Office Space Still Feeling Effects of Pandemic
Negative net absorption for office space in the first half of the year totaled 28.4 million square feet, representing a 28% improvement from the same period a year ago. However, the second quarter was the eighth straight quarter with demand in the red, totaling negative 1.6 million square feet.
Rinkov says companies are struggling to get workers back in the office as the country emerges from the shadow of the COVID-19 pandemic. Since April 2020, US negative absorption is more than 206 million square feet – or four times the occupancy lost in the 2008 financial crisis.
“The pandemic really changed the way office space is viewed,” says Rinkov, noting it did, however, advance the notion of remote and hybrid work schedules. And unlike the 2008 recession, there is enhanced technology to assist remote working and collaboration.
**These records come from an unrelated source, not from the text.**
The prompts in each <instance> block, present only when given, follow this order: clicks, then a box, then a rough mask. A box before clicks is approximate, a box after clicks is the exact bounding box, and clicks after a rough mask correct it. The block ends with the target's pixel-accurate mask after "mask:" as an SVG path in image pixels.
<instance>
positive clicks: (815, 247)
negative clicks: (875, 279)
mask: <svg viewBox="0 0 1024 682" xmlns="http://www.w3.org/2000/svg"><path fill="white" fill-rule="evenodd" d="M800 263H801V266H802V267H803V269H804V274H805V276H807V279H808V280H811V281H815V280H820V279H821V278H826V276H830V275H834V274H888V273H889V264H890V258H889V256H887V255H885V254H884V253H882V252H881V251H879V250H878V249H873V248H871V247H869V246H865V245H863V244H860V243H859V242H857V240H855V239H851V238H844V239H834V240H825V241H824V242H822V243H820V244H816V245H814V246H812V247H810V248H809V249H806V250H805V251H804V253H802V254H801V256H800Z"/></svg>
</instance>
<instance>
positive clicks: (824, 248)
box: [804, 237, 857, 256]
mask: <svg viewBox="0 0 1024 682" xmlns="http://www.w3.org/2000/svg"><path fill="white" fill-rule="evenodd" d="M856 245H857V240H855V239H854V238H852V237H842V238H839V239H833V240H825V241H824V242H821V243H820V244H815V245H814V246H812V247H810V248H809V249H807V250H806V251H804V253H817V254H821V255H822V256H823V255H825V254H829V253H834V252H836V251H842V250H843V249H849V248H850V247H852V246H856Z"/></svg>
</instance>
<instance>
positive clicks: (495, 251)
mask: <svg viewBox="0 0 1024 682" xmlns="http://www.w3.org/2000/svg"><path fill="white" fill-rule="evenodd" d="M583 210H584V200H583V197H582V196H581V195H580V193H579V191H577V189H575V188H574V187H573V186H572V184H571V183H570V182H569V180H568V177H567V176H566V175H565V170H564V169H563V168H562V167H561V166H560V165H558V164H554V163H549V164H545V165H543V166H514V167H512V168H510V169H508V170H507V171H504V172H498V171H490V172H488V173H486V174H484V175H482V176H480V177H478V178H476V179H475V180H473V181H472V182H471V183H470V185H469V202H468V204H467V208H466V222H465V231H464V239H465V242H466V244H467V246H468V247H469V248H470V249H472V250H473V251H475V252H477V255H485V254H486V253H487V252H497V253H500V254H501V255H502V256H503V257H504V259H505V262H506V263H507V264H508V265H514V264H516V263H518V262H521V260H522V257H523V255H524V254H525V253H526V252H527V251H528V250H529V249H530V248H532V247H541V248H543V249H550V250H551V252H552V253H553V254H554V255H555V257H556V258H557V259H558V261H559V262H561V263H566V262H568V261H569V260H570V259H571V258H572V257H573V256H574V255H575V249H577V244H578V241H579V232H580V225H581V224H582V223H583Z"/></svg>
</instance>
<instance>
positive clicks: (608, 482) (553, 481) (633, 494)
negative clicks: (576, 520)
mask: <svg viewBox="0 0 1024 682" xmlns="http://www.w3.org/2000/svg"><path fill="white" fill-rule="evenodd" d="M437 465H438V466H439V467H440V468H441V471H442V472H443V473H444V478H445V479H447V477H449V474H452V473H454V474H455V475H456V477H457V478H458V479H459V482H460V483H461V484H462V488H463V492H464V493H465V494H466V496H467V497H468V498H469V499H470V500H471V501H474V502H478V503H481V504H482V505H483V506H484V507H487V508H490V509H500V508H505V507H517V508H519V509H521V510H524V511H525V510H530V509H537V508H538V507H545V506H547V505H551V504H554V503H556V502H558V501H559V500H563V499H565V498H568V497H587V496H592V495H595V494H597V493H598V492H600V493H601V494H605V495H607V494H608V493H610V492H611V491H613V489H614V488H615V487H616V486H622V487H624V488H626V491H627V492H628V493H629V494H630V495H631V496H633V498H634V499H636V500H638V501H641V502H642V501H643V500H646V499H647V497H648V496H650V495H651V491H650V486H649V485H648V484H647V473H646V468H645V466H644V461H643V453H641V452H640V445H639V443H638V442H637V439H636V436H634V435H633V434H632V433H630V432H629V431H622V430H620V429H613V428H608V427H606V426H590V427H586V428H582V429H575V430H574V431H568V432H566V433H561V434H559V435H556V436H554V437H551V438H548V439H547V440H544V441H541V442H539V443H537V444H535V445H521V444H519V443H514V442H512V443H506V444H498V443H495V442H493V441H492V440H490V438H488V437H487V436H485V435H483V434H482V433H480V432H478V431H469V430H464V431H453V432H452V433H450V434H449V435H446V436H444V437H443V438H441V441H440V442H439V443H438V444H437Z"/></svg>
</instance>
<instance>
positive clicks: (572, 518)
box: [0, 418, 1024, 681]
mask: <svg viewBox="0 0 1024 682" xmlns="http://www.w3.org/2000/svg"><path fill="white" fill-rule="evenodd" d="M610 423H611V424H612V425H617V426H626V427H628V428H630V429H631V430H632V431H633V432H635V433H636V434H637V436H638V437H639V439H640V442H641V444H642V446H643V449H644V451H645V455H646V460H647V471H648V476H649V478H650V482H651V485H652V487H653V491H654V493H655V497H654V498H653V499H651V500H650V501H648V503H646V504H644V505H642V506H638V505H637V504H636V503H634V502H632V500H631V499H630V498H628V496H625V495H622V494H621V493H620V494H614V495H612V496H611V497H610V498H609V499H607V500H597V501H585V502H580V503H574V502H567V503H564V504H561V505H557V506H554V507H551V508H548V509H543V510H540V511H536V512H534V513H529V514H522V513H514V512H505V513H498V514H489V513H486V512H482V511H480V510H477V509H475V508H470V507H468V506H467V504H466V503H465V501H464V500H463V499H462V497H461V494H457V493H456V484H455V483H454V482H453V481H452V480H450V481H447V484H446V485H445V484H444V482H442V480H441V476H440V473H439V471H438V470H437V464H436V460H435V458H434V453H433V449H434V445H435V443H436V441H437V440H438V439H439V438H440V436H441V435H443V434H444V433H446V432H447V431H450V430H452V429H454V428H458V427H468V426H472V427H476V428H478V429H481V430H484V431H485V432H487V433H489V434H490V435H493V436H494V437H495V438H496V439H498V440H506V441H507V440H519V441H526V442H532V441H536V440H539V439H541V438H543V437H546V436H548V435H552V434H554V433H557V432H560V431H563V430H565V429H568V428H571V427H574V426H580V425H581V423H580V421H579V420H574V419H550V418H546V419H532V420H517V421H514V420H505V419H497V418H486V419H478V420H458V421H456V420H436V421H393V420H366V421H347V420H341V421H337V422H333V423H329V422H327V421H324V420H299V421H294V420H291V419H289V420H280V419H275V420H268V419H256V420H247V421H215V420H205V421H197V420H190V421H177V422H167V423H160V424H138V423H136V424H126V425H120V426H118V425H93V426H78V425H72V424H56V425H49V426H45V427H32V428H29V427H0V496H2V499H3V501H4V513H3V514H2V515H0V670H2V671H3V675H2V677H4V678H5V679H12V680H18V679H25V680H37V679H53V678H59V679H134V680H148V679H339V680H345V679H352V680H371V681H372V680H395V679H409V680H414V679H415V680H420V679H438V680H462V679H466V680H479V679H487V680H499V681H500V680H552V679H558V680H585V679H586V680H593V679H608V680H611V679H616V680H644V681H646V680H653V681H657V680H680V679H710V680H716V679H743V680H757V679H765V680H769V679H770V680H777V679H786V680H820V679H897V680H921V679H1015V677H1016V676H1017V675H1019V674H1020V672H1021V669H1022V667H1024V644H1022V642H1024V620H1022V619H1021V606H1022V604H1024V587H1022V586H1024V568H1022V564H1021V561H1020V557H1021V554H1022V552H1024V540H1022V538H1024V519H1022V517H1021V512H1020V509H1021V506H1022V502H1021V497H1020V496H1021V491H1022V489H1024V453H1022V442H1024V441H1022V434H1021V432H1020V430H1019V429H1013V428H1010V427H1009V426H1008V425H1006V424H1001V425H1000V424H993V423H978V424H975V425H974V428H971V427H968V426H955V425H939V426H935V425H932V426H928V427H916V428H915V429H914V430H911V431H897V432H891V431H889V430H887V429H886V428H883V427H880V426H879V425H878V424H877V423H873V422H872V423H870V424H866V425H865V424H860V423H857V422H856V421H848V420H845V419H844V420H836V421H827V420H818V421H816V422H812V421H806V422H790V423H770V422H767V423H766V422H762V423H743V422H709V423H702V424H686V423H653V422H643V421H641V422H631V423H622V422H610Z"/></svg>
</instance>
“We have a population that has become very comfortable using technology and I think there is some level of efficiency for people who can ‘self-police’ and efficiently work remotely,” notes Rinkov. He sees hybrid work as here to stay, but the momentum is for employers to get their workers to return to office. It’s signaled a shift, with some companies switching to suburban office locations that offer enticements such as free employee parking and more cost-effective and compact spaces.
“As a result, we have decreased demand, increased vacancy rates and a real lack of interest in developing new office space.”
Multifamily Sector Rebounds
The multifamily housing sector is starting to rebound, a result of rising consumer confidence and diminishing recession fears. The first half of the year saw net absorption totaling 287,635 units or 56% more than the same period last year, according to the report.
However, with 335,872 units added so far this year, including a quarterly record 182,872 in the second quarter, pushing the vacancy rate to a record 7.9%. More than 533,000 completions are scheduled for 2024, which is a 9% decline from the record supply of 2023. At the same time, absorption is accelerating, increasing the likelihood that the national market will stabilize by the end of the year, according to Lee & Associates.
“There has been quite a bit of development, but a slower rate of absorption,” Rinkov says. He expects it to become more balanced, as factors such as return-to-office requirements pressure employees to move closer office spaces.
Stabilization Sets In
Looking ahead, Rinkov expects normalization for both the office and multifamily sectors.
“The US office vacancy rate is bottoming out and will quickly reset,” predicts Rinkov, noting that many office buildings will be repurposed and companies will look for alternative workspaces. He also believes the multifamily stability trend will continue as “mortgage rates decrease, the economy strengthens and the industry responds with moderate rental rate increases and positive absorption.”